Se retorcía en su interior por la torpeza extrema con que acababa de expresarse y a punto estuvo de levantarse, disculparse y salir de allí. Sin embargo, se obligó a serenarse.

—No es preciso que pregunte por lo que ya sé, no se preocupe —comenzó—. No tenemos por qué volver sobre la mañana en la que encontró asesinado a Sten Torstensson cuando entró en el despacho. A menos que haya recordado algo que no haya dicho todavía.

Ella respondió con rapidez y decisión.

—Nada en absoluto.
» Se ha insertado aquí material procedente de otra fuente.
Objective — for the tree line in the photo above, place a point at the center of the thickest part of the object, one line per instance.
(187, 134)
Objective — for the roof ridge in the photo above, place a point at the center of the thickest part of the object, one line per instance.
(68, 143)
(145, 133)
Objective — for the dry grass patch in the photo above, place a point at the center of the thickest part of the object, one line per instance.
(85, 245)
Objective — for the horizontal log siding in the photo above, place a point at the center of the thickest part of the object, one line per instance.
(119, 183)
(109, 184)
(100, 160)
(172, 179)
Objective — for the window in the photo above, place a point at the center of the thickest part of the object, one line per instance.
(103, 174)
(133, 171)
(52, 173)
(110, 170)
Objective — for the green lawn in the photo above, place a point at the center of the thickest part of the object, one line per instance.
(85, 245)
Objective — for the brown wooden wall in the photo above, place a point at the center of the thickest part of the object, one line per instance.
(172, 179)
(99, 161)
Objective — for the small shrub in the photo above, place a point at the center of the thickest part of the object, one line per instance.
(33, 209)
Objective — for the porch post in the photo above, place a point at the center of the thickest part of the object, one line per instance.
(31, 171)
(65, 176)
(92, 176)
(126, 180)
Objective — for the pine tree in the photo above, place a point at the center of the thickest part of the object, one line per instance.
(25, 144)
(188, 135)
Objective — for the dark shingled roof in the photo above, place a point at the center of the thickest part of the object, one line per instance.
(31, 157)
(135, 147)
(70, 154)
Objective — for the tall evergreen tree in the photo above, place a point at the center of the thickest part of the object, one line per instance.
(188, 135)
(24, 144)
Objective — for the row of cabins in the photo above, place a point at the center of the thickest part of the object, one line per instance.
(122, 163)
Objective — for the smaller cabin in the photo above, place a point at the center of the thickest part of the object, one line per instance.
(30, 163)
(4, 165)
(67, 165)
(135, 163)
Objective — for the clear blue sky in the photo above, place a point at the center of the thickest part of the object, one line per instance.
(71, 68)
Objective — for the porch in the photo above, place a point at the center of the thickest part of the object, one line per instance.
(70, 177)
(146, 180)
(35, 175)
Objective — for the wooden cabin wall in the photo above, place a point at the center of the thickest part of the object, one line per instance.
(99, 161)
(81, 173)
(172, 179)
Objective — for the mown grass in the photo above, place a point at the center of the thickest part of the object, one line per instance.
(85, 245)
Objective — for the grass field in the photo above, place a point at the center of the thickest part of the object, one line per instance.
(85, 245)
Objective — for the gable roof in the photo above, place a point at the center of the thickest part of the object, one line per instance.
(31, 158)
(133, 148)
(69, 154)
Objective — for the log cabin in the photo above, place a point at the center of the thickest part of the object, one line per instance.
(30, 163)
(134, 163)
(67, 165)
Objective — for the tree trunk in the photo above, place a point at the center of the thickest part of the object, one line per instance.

Todo ocurrió tal como se lo expuse al señor Svedberg.

—La noche antes, ¿a qué hora se marchó usted del despacho?

—Eran las seis, aproximadamente. Tal vez las seis y cinco, pero no más tarde. Había estado revisando algunas cartas redactadas por la señorita Lundin. Después, hablé con el señor Torstensson y le pregunté si deseaba algo más. Me dijo que no y me dio las buenas tardes, así que me puse el abrigo y me fui.

—Es decir, que la puerta quedó cerrada y el señor Torstensson solo en el despacho.

—Así es.

—¿Sabe a qué iba a dedicarse aquella noche?

Ella lo miró perpleja.

—Pues, como es lógico, iba a trabajar. Un abogado con la carga de trabajo que él tenía no podía marcharse a casa así como así.

Wallander asintió.

—Sí, claro, comprendo que tenía que trabajar. Lo que quiero decir es si había algún caso cuya resolución fuese de especial urgencia.

—Todo era urgente —advirtió ella—. Puesto que su padre había resultado muerto hacía unas semanas, se le había acumulado muchísimo trabajo. Es lógico, ¿no?

A Wallander le llamó la atención su forma de expresarse.

—Se refiere al accidente de tráfico, ¿no es así?

—¿Y a qué me iba a referir si no?

—Como ha dicho que su padre resultó muerto… Es una manera de expresarse algo curiosa.

—Bueno, uno muere o resulta muerto —aclaró ella—. Uno puede morir en su cama de lo que se suele llamar causas naturales. Pero si uno fallece en un accidente de tráfico, convendrá conmigo en que puede decirse que ha resultado muerto, ¿no le parece?